Zombie cells are the ones that can’t die but are equally unable to perform the functions of a normal cell. These zombie, or senescent, cells are implicated in a number of age-related diseases. In a mouse model of brain disease, scientists report that senescent cells accumulate in certain brain cells prior to cognitive loss. By preventing the accumulation of these cells, they were able to diminish tau protein aggregation, neuronal death, and memory loss.
In the current study, the team used a model that imitates aspects of Alzheimer’s disease. “We used a mouse model that produces sticky, cobweb like tangles of tau protein in neurons and has genetic modifications to allow for senescent cell elimination. When senescent cells were removed, we found that the diseased animals retained the ability to form memories, eliminated signs of inflammation, did not develop neurofibrillary tangles, and had maintained normal brain mass.” They also report that pharmacological intervention to remove senescent cells modulated the clumping of tau proteins.
“Two different brain cell types called microglia and astrocytes were found to be senescent when we looked at brain tissue under the microscope. These cells are important supporters of neuronal health and signaling, so it makes sense that senescence in either would negatively impact neuron health. We had no idea whether senescent cells actively contributed to disease pathology in the brain, and to find that it’s the astrocytes and microglia that are prone to senescence is somewhat of a surprise.”
Cellular senescence, which is characterized by an irreversible cell-cycle arrest accompanied by a distinctive secretory phenotype, can be induced through various intracellular and extracellular factors. Senescent cells that express the cell cycle inhibitory protein p16INK4A have been found to actively drive naturally occurring age-related tissue deterioration and contribute to several diseases associated with ageing, including atherosclerosis and osteoarthritis. Various markers of senescence have been observed in patients with neurodegenerative diseases; however, a role for senescent cells in the aetiology of these pathologies is unknown.

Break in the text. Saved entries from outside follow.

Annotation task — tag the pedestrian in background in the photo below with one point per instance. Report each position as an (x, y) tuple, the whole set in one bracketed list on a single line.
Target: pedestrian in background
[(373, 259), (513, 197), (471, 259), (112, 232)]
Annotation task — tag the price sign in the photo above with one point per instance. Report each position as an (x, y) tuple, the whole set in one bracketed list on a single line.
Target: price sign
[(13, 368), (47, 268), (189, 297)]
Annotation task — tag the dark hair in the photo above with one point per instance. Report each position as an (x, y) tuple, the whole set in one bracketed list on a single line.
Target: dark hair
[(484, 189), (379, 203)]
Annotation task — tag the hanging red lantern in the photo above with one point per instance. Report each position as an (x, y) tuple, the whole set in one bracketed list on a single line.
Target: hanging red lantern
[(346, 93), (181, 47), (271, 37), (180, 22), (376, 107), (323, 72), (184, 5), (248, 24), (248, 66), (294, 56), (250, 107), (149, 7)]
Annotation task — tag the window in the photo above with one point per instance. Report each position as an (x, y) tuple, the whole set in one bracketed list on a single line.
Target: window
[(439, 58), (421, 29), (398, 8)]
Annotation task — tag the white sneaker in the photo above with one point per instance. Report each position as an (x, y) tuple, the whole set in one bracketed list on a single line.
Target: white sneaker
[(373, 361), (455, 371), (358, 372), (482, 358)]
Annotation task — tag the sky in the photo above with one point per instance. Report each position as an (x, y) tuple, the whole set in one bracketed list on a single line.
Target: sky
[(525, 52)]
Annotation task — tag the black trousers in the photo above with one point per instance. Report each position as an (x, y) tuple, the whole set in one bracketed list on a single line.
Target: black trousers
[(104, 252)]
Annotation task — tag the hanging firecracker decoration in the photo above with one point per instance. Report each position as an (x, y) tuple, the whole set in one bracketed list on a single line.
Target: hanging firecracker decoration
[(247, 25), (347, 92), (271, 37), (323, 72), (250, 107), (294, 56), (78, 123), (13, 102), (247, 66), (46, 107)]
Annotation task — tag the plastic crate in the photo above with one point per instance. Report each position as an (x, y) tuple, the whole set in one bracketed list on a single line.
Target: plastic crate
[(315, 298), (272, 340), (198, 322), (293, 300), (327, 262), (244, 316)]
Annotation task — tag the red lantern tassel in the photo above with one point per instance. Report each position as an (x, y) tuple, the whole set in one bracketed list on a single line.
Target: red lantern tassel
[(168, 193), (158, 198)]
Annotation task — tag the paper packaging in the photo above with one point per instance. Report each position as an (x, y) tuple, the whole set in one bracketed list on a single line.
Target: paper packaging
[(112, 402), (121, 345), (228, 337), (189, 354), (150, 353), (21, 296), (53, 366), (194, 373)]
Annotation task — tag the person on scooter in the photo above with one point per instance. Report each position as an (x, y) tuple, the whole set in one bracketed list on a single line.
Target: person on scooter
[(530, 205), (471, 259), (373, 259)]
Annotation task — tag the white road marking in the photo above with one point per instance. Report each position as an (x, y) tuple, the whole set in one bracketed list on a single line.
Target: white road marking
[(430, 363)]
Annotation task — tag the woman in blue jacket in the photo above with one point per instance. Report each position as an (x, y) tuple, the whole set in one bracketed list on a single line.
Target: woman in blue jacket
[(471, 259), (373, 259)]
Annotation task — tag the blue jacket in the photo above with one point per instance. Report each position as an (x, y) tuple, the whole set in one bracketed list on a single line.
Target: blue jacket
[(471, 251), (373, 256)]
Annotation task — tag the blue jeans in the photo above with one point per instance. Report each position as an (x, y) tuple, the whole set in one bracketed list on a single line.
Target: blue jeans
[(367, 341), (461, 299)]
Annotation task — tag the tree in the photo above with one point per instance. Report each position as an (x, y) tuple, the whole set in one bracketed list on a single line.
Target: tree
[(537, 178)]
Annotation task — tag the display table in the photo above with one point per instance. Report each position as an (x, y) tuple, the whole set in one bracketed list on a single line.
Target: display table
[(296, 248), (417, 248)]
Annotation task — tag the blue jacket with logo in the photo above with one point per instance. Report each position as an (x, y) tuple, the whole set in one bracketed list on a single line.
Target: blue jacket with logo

Here we show a causal link between the accumulation of senescent cells and cognition-associated neuronal loss. We found that the a mouse model of tau-dependent neurodegenerative disease accumulates p16INK4A-positive senescent astrocytes and microglia. Clearance of these cells as they arise using INK-ATTAC transgenic mice prevents gliosis, hyperphosphorylation of both soluble and insoluble tau leading to neurofibrillary tangle deposition, and degeneration of cortical and hippocampal neurons, thus preserving cognitive function. Pharmacological intervention with a first-generation senolytic modulates tau aggregation. Collectively, these results show that senescent cells have a role in the initiation and progression of tau-mediated disease, and suggest that targeting senescent cells may provide a therapeutic avenue for the treatment of these pathologies.